Let x litres of water is required to be added.
Then, total mixture = (x + 1125) litres 
It is evident that the amount of acid contained in the resulting mixture is 45% of 1125 litres.
This resulting mixture will contain more than 25% but less than 30% acid content. 
∴ 30% of (1125 + x) > 45% of 1125 
And, 25% of (1125 + x) < 45% of 1125 
30% of (1125 + x) > 45% of 1125 
\(⇒ \frac{30}{100}(1125+x) > \frac{45}{100 }×1125\)
⇒ 30(1125+x) > 45x1125
⇒ 30×1125 + 30x > 45x1125
⇒ 30x > 45x1125 - 30x1125
⇒30x > (45-30)×1125
⇒ x > 15×1125/30
⇒ x > 562.5
25% of (1125 + x) < 45% of 1125 
\(⇒ \frac{25}{100}(1125+x) < \frac{45}{100}×1125\)
⇒ 25 (1125+x) > 45×1125
⇒25×1125+25x > 45×1125
⇒25x > 45x1125 - 25×1125
⇒25x > (45-25)×1125
\(⇒ x >\frac{ 20×1125}{25}\)
⇒ x > 900
∴ 562.5 < x < 900 
Thus, the required number of litres of water that is to be added will have to be more than 562.5 but less than 900.

Answer 2

Let's add x liters of water to the 1125 liters of a 45% acid solution. 
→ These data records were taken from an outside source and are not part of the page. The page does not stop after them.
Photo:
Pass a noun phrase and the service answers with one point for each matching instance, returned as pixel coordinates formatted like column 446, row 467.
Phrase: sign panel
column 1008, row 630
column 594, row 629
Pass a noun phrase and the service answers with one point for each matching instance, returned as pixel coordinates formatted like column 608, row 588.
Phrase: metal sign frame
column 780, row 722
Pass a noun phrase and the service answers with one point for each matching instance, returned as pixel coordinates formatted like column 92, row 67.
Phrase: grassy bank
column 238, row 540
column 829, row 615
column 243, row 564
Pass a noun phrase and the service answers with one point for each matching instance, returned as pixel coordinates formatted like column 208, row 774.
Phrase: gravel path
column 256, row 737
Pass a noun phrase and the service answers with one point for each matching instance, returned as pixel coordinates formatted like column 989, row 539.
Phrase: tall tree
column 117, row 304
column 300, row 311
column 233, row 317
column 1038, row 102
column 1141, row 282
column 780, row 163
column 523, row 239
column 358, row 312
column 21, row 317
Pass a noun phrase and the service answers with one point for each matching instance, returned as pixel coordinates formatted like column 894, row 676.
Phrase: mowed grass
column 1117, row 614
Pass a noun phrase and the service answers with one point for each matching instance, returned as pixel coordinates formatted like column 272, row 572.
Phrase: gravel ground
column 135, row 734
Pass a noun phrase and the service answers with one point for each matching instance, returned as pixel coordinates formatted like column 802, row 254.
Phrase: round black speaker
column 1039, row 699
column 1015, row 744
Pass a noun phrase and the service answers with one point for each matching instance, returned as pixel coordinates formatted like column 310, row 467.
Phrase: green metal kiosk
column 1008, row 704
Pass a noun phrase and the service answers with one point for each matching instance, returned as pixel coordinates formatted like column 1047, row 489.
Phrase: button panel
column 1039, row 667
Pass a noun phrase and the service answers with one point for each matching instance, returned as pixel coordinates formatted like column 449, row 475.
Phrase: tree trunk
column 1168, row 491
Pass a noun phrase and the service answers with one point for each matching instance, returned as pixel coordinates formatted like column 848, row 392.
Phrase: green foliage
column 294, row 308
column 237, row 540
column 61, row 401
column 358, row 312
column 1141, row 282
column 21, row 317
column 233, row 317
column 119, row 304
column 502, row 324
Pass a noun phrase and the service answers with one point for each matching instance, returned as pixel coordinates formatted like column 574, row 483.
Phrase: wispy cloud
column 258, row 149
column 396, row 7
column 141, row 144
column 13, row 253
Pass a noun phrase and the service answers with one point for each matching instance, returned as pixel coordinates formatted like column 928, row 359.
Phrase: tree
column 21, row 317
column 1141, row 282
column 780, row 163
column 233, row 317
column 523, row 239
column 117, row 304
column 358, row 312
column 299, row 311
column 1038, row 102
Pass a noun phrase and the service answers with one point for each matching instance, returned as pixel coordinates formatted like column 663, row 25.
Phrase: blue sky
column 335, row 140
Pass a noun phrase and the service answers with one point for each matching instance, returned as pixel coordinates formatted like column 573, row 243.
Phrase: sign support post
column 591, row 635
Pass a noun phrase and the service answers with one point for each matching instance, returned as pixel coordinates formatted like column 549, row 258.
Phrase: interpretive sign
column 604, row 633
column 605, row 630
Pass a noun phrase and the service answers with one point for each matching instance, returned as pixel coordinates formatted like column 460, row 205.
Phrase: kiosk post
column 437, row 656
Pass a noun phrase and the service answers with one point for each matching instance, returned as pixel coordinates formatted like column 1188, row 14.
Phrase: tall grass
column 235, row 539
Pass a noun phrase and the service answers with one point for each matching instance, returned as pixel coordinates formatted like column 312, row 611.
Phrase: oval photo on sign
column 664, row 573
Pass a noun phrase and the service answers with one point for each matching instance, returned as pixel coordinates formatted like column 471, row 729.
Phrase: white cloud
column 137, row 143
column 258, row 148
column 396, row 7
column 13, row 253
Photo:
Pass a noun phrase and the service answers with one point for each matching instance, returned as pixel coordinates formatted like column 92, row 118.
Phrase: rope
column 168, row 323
The total quantity of the mixture will be (1125+x) liters. 
The total acid content in the initial 1125 liters of the mixture is 45% of 1125. 
Given that the resulting mixture must have an acid content between 25% and 30%. 
Multiplying by 100: 
\(28125 + 25x < 50625 < 33750 + 30x \)
So, \(x < \frac{50625}{28125} \ and \ x >\frac{ 50625}{33750 }\)
Thus, the water to be added should be more than \(562.5\) liters but less than 900 liters.